Kasho Lumdup Namgyal,
who is an expert at writing
revolving verse,
gave a talk, his language
wonderfully noble
as he spoke in detail about
Gayatso’s
poetry.
He emphasized the prophetic poem
about the trung trung karpo:[2]
... please lend me your wings
I won't fly far
just to Lithang and back.
And throughout his lecture he
gestured humbly,
lifting one palm and pointing to his
back,
as if inviting me to follow him.
“In the past, to the north of Lhasa
there once existed
the Je Rak River,
a continuous stretch of fine sand
the likes of which I’m afraid
no longer exist in the whole world.
Pure white cranes would arrive in
the summer,
and in the winter they would leave,
some of them dancing,
some of them alighting,
and the hearts of those who saw them
bloomed with delight and
contentment.
“The sixth Dalai Lama looking out
from the highest terrace of the Phodrang Potala[4]
must have often seen this kind of
scene
and in this way he clearly
understood beauty.
Thus, while surrounded by the perils
of impermanence,
he chose the white crane to convey
the message of reincarnation.”
A sad smile floated to the surface
of his face
and he lifted his other arm
as if he lacked the strength to flap
his wings:
“Even during the 1950s,
as my friends and I walked the road
to school,
we also saw white cranes flying and
landing.
We imitated them, our arms stretched
out in mirth,
chasing each other—it was the game
we loved the most.
But after that,
after
that we never saw them again…”
That afternoon, sunlight
passed through the Tibetan-style
latticed window
and entered, its intensity diluted
suitable for a broken heart.
Woeser
August 20, 2017
Beijing
Translated by Ian Boyden
September 23, 2017
San Juan Island, WA
Tsangyang Gyatso (ཚངས་དབྱངས་རྒྱ་མཚོ, 1683–1706), the sixth Dalai Lama,
was a celebrated poet and songwriter, whose verses remain popular to this day.

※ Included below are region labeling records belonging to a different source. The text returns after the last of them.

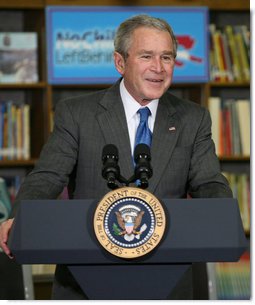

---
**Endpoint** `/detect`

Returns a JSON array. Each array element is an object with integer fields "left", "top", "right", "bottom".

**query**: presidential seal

[{"left": 94, "top": 187, "right": 166, "bottom": 258}]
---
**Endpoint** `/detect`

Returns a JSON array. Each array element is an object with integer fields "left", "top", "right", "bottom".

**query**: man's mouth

[{"left": 147, "top": 78, "right": 163, "bottom": 83}]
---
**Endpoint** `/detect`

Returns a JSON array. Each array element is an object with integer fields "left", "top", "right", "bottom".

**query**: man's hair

[{"left": 114, "top": 14, "right": 178, "bottom": 60}]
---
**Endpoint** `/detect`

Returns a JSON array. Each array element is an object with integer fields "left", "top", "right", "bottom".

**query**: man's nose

[{"left": 152, "top": 57, "right": 164, "bottom": 73}]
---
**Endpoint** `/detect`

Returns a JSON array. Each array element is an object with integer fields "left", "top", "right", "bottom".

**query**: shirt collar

[{"left": 120, "top": 79, "right": 159, "bottom": 122}]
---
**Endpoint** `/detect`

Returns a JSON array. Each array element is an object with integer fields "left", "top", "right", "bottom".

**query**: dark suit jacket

[{"left": 12, "top": 81, "right": 232, "bottom": 296}]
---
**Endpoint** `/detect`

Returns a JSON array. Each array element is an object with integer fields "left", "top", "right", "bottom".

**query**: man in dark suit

[{"left": 0, "top": 15, "right": 232, "bottom": 299}]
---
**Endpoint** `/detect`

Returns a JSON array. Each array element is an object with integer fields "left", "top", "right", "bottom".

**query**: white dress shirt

[{"left": 120, "top": 79, "right": 158, "bottom": 153}]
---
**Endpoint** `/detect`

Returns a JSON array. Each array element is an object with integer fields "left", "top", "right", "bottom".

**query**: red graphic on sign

[{"left": 175, "top": 35, "right": 203, "bottom": 67}]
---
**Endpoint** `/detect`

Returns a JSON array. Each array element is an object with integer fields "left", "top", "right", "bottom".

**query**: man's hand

[{"left": 0, "top": 218, "right": 14, "bottom": 258}]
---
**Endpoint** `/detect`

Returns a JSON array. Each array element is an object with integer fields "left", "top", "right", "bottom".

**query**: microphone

[
  {"left": 134, "top": 143, "right": 153, "bottom": 189},
  {"left": 102, "top": 144, "right": 120, "bottom": 190}
]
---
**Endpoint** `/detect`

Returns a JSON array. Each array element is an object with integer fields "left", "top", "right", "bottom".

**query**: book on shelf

[
  {"left": 208, "top": 97, "right": 250, "bottom": 157},
  {"left": 209, "top": 24, "right": 250, "bottom": 82},
  {"left": 215, "top": 252, "right": 251, "bottom": 300},
  {"left": 236, "top": 100, "right": 251, "bottom": 156},
  {"left": 0, "top": 32, "right": 38, "bottom": 83},
  {"left": 0, "top": 101, "right": 30, "bottom": 160}
]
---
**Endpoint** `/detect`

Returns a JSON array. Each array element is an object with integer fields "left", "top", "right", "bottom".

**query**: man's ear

[{"left": 114, "top": 52, "right": 125, "bottom": 75}]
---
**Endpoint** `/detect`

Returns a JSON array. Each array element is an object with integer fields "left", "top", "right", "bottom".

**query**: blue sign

[{"left": 46, "top": 6, "right": 209, "bottom": 84}]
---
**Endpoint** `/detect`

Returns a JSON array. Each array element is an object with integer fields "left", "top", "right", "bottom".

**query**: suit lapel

[
  {"left": 149, "top": 97, "right": 180, "bottom": 192},
  {"left": 97, "top": 82, "right": 134, "bottom": 179}
]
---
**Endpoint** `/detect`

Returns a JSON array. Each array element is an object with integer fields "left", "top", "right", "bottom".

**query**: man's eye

[
  {"left": 141, "top": 55, "right": 151, "bottom": 59},
  {"left": 162, "top": 56, "right": 173, "bottom": 62}
]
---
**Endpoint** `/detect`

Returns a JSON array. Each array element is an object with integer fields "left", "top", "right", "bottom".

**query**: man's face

[{"left": 114, "top": 27, "right": 174, "bottom": 105}]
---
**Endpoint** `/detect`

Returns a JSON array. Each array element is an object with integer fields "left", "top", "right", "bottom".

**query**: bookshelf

[{"left": 0, "top": 0, "right": 250, "bottom": 298}]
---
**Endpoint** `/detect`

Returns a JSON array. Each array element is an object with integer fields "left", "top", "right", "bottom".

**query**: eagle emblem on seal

[{"left": 113, "top": 205, "right": 147, "bottom": 241}]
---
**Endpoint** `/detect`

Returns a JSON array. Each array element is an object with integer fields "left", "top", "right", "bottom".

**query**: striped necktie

[{"left": 135, "top": 107, "right": 152, "bottom": 147}]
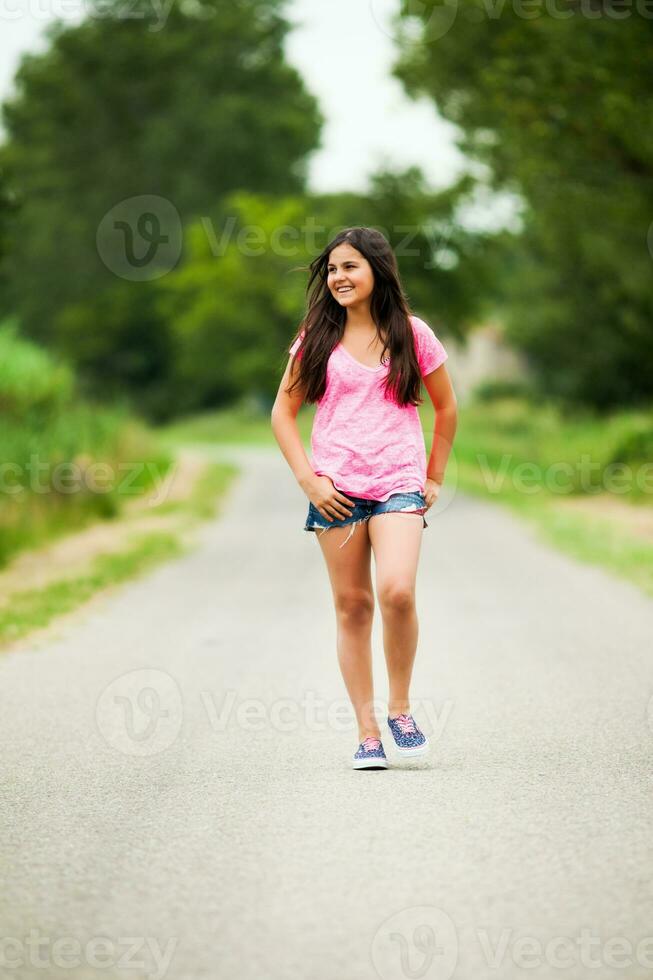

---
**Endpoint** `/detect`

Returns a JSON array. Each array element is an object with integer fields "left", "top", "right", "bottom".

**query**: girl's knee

[
  {"left": 378, "top": 582, "right": 415, "bottom": 613},
  {"left": 335, "top": 590, "right": 374, "bottom": 625}
]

(ཁྲུང་ཁྲུང་དཀར་པོ་།): Tibetan word meaning “white
crane,” or Siberian crane (
). It is said that Gyatso, predicted that the seventh Dalai
Lama would be born in Lithang in Kham, and he wrote this poem:
White
crane
please
lend me your wings
I
won't fly far
just
to Lithang and back.
Today, the Siberian crane is
critically endangered and has been extirpated from Tibet, the only population
left exists in western China around Lake Poyang.
Woeser
used the Chinese name for this river, 流沙河, which
means “Flowing Sand River.” The Tibetan name, བྱེ་རགས།, means “sandy bank.”
: the Tibetan name for the Potala Palace, the traditional home of the
Dalai Lamas and seat of Tibetan government until 1959.